Contrary to most beliefs, privately held companies represent the vast majority by numbers and value, outsizing the number of exchange traded ones. Anterion advise investors on how to access this huge market.
Whereas most listed shares are traded on a daily basis, the shares of privately held companies are not. Hence, transactions are not on "Auctions" via an Exchange, but based on private negotiations between seller and buyer.
In order to access this market, most professional investors can only invest via Private Equity funds.
What has changed over the past decades?
Being a successful fund manager (GP, General Partner in a limited liability company) 20 years ago was a matter of being skilled at financial engineering Today, however, it is different.
Special skill-sets are now required; deal sourcing and -structuring, operational optimization, ability to digitalize, to understand very complex technologies, to build an attractive eco-system around you to attract talent, and to be financially savvy - to set yourself aside in a hugely competitive market.
What to do?
If investors are able to select the most talented managers, they are likely to achieve above-average returns. Just as in the world of listed securities. Obviously, spreading your investments is key. But how to do that when you, as an investor, have limited time and capital at your disposal?

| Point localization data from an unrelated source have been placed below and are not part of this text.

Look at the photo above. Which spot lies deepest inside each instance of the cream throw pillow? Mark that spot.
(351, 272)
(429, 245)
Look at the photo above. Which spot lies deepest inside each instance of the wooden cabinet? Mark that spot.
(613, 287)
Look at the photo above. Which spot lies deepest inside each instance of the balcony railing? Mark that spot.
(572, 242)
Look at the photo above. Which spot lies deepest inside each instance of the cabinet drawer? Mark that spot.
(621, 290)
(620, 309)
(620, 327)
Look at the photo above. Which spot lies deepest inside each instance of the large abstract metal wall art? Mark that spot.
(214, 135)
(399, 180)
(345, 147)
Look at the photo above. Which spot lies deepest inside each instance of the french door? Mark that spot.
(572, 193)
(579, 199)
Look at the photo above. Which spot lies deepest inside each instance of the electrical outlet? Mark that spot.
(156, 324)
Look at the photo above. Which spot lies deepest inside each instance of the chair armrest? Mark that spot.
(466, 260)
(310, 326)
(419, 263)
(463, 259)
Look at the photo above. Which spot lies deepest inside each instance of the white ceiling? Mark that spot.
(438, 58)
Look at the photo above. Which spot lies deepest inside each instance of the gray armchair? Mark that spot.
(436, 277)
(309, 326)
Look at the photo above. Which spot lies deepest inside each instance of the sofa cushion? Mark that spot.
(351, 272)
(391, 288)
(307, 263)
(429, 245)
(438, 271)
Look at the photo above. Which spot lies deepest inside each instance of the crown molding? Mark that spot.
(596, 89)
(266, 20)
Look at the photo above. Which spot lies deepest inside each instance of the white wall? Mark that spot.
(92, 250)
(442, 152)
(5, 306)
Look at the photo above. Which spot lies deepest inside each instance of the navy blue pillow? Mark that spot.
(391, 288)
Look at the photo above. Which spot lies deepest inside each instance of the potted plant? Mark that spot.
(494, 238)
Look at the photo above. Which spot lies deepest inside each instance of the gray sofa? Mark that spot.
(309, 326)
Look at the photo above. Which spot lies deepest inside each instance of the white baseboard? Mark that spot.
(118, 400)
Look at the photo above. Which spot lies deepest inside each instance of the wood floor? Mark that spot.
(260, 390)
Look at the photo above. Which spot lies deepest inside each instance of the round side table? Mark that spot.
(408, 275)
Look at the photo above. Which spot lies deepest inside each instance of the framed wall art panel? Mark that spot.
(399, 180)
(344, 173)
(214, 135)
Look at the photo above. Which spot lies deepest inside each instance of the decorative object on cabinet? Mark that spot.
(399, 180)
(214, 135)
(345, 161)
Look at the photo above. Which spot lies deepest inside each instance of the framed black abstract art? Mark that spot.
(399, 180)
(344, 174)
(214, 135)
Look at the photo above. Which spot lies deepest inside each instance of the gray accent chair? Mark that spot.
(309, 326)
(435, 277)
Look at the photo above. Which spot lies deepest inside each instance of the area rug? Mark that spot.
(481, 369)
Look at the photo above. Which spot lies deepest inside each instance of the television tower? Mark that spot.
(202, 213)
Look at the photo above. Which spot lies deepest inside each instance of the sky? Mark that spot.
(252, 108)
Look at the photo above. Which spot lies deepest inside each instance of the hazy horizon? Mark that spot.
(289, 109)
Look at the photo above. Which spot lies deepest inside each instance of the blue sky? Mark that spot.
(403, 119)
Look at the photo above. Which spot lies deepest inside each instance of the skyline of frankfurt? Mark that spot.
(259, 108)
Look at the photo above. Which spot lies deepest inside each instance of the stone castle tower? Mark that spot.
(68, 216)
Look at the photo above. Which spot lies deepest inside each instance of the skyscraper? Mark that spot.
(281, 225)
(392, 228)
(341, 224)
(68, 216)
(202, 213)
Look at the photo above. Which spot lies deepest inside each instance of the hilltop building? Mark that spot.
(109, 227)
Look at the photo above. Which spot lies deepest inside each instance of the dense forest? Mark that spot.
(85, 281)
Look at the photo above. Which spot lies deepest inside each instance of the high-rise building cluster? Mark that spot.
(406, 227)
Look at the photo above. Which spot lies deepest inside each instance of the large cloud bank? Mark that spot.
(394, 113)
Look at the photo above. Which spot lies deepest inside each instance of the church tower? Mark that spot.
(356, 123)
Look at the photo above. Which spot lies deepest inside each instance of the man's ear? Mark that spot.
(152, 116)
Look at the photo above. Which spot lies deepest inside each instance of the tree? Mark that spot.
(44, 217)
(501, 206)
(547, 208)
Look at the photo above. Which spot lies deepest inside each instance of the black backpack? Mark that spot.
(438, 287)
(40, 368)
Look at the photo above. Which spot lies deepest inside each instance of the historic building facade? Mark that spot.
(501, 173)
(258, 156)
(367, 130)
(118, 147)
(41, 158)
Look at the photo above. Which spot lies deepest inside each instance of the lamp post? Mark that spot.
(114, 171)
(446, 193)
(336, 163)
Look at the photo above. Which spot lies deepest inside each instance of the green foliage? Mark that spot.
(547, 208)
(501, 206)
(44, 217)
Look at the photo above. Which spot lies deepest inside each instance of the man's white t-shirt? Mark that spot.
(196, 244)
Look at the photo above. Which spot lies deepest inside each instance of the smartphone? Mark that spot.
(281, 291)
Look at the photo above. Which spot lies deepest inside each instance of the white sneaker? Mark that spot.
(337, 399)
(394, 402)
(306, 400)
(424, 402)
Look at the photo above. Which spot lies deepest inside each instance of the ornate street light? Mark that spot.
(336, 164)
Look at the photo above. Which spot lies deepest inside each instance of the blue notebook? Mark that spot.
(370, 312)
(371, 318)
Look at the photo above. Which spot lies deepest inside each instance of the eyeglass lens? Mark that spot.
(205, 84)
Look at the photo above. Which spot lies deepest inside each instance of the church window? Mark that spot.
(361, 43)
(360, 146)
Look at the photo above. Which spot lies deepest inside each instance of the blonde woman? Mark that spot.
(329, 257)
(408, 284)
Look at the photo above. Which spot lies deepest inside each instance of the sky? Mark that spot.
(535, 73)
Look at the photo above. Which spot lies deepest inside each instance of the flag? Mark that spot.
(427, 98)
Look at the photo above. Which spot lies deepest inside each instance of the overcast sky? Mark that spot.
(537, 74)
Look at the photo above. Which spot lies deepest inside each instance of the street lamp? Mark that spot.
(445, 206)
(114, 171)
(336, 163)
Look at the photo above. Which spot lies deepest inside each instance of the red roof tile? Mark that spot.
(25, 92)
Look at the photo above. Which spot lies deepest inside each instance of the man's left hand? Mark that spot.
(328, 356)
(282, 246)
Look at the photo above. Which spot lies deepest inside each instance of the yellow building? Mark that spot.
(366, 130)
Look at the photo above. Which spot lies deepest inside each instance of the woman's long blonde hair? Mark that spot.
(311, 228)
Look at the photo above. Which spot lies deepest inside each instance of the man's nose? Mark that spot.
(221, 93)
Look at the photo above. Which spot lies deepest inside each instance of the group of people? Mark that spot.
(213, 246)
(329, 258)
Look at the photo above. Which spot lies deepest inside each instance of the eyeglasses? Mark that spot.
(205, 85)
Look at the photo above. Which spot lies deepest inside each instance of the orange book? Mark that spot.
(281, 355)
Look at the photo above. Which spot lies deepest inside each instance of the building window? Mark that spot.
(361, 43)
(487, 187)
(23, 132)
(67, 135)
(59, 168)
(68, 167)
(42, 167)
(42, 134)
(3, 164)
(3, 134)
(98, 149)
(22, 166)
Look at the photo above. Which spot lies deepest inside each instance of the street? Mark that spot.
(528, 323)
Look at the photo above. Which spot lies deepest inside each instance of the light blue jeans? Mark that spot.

In our view, supported by industry data, smaller successful funds run by newer managers will outperform the larger, more well-established names. The reasons are multiple, one major reason being that the smaller funds operate in a SME market niche where the larger capital providers cannot participate and, hence, avoid auction-pricing on their deals.
The problem with this is, however, that smaller funds do not fit all investor's investment appetite. Larger pensions funds, for example, cannot invest in these vehicles due to their size.